Momentum Investing: Strategies and Market Dynamics

by : Michele Ferrero

Richard Driehaus, renowned as the originator of momentum investing, established a strategy centered on acquiring stocks that exhibit robust upward price trends and maintaining them as long as this momentum persists. His methodology prioritizes small to mid-cap companies demonstrating accelerating earnings growth and a consistent track record of positive earnings surprises. Driehaus meticulously tracked four key indicators: unexpected positive earnings reports, rapid upward revisions in earnings forecasts, accelerating revenue and profit, and sustained, strong earnings expansion. He considered the first indicator, positive earnings surprises, to be particularly crucial.

Reflecting on market history, particularly the Japanese boom and bust in the late 1980s and the U.S. dot-com bubble around 2000, reveals a critical lesson: market downturns aren't solely triggered by overvaluation. A significant external catalyst, such as aggressive monetary policy tightening by central banks, has historically been necessary to halt such rallies. Despite concerns about overvalued markets, especially in U.S. equities, the current economic climate, marked by substantial household equity holdings and a shifting monetary policy focus away from inflation alone, suggests that momentum-driven trends could continue longer than anticipated. Consequently, investors must remain vigilant for subtle yet critical shifts in market sentiment.

A significant warning sign for momentum investors emerges when the market reacts negatively to earnings surprises that are merely positive, rather than substantially so.
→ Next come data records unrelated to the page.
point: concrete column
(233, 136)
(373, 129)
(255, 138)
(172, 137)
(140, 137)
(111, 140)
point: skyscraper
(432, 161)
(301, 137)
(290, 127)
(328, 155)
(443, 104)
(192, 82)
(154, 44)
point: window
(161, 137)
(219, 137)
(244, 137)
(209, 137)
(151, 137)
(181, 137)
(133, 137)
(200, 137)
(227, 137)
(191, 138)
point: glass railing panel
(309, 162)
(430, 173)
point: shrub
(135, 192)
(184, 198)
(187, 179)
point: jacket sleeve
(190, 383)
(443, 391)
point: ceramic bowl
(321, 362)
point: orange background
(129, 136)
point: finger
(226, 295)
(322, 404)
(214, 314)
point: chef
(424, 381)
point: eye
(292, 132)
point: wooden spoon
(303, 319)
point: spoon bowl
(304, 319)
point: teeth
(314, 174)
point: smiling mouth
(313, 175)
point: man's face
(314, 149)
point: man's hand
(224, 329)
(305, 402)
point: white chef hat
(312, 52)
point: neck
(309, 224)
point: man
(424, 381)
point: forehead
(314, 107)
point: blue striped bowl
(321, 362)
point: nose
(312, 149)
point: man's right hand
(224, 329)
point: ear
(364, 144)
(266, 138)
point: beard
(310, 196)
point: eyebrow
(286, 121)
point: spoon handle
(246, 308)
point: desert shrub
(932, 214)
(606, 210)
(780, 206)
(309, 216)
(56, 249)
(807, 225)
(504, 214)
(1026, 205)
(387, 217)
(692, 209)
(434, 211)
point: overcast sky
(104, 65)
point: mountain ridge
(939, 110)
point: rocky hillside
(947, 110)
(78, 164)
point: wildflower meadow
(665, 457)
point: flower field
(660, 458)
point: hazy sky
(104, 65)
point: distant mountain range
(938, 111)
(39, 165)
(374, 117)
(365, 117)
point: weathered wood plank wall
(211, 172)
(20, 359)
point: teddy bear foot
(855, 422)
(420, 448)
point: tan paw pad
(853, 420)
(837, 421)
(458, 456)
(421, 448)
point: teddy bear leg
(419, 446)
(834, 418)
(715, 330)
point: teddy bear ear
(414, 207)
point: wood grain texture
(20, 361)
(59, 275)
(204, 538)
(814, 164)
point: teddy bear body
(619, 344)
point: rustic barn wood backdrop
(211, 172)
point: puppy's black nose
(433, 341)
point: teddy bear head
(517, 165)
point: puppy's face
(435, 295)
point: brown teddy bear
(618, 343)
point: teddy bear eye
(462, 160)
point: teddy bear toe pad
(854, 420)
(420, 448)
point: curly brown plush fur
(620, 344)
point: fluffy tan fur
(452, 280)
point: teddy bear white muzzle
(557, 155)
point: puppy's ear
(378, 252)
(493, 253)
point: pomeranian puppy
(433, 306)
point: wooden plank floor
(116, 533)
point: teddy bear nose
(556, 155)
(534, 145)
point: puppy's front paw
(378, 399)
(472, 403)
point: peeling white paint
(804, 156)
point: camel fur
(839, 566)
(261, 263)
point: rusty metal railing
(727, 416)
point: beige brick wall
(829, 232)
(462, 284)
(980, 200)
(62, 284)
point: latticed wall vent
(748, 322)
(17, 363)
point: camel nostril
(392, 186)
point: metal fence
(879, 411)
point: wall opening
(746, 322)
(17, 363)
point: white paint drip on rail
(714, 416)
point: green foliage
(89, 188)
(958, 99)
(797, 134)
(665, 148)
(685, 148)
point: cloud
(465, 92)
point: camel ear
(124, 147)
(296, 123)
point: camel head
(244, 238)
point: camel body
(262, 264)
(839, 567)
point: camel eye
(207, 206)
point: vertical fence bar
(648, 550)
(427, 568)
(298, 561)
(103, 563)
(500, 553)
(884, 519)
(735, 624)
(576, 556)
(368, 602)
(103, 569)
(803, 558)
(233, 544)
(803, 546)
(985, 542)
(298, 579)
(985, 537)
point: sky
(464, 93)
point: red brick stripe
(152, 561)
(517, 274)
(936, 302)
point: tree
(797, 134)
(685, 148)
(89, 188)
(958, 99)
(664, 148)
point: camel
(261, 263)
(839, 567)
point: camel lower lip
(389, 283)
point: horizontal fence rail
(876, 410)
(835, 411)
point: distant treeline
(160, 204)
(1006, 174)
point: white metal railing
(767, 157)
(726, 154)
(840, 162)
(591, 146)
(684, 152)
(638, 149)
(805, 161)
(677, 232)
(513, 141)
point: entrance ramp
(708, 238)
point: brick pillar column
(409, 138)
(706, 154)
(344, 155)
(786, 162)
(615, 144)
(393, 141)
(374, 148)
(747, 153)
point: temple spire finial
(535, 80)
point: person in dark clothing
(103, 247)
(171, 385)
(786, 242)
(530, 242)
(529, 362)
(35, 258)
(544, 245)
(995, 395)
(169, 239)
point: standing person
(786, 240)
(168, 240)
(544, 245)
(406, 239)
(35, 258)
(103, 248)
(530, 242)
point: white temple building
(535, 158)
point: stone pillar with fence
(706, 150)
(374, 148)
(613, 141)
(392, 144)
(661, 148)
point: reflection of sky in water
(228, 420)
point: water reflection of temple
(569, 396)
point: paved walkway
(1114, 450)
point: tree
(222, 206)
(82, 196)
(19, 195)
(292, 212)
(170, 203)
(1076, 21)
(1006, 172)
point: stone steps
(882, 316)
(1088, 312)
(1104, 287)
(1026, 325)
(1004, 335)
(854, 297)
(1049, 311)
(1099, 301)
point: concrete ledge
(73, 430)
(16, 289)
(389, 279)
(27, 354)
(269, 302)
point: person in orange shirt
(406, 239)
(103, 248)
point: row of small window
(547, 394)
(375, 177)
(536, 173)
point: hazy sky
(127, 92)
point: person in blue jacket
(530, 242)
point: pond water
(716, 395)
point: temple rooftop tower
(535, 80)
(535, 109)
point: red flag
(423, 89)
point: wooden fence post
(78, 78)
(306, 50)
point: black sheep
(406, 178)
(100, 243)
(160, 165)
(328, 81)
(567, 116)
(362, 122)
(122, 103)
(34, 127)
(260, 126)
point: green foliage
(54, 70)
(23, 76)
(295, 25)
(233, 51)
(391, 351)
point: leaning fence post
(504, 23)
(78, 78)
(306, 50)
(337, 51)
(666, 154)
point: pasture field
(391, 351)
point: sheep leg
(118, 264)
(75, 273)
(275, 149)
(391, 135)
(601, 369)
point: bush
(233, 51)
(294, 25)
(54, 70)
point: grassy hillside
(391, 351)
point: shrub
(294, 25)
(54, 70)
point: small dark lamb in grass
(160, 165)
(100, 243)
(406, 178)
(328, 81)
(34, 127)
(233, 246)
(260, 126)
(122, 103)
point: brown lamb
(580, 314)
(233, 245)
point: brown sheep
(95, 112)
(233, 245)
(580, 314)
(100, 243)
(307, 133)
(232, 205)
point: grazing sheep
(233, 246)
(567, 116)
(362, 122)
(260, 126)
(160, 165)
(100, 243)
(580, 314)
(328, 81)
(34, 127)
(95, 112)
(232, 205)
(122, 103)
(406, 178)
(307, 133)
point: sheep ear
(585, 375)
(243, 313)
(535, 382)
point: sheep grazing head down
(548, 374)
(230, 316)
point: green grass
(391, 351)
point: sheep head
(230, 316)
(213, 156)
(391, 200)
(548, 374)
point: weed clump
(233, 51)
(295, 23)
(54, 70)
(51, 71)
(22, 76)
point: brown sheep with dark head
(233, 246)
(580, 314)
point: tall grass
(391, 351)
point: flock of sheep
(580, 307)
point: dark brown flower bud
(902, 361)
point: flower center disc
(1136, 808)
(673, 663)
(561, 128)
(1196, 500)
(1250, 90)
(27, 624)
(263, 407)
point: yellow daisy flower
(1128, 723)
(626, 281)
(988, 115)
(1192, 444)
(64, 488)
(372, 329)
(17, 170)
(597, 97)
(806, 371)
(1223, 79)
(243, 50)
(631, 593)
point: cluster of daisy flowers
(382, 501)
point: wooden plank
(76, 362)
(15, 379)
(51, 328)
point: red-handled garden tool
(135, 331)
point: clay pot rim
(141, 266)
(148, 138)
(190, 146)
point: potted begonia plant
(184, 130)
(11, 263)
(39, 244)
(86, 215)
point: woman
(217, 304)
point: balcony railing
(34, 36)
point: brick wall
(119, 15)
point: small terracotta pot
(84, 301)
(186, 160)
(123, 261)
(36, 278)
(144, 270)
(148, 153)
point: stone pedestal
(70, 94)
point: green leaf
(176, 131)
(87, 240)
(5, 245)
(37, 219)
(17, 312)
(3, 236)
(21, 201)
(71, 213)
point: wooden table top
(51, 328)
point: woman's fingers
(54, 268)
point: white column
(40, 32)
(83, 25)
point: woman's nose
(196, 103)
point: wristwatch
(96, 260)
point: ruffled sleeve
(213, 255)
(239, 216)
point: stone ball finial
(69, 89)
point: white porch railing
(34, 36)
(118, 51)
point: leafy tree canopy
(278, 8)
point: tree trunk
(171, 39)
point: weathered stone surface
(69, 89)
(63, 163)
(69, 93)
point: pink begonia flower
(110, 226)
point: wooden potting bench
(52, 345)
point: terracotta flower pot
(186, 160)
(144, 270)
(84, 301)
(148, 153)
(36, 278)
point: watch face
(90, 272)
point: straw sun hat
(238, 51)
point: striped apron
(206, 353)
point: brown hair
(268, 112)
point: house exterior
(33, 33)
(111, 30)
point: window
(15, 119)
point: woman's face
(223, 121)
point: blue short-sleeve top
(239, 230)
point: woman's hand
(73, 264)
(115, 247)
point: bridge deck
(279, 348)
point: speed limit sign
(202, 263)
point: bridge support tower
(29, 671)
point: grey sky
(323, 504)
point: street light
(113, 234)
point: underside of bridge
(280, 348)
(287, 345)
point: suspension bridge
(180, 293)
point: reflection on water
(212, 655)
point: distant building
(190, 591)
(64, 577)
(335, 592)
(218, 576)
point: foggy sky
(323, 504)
This indicates a heightened expectation from investors, and any failure to meet these elevated expectations can trigger a downturn. In response to potential market shifts and perceived overvaluation, especially in U.S. equities, prudent investors might adjust their portfolios by reducing exposure to highly-priced assets, reallocating investments to other regions like Europe or emerging markets, lowering overall equity risk, increasing holdings in commodities such as industrial metals, and diversifying into safe-haven assets like gold. These measures help mitigate risks while staying attuned to evolving market dynamics.

Understanding and adapting to these market signals, rather than strictly adhering to one investment philosophy, allows for more resilient and dynamic investment strategies. The ability to pivot based on macro-economic shifts and investor behavior is crucial for navigating volatile markets and achieving long-term success.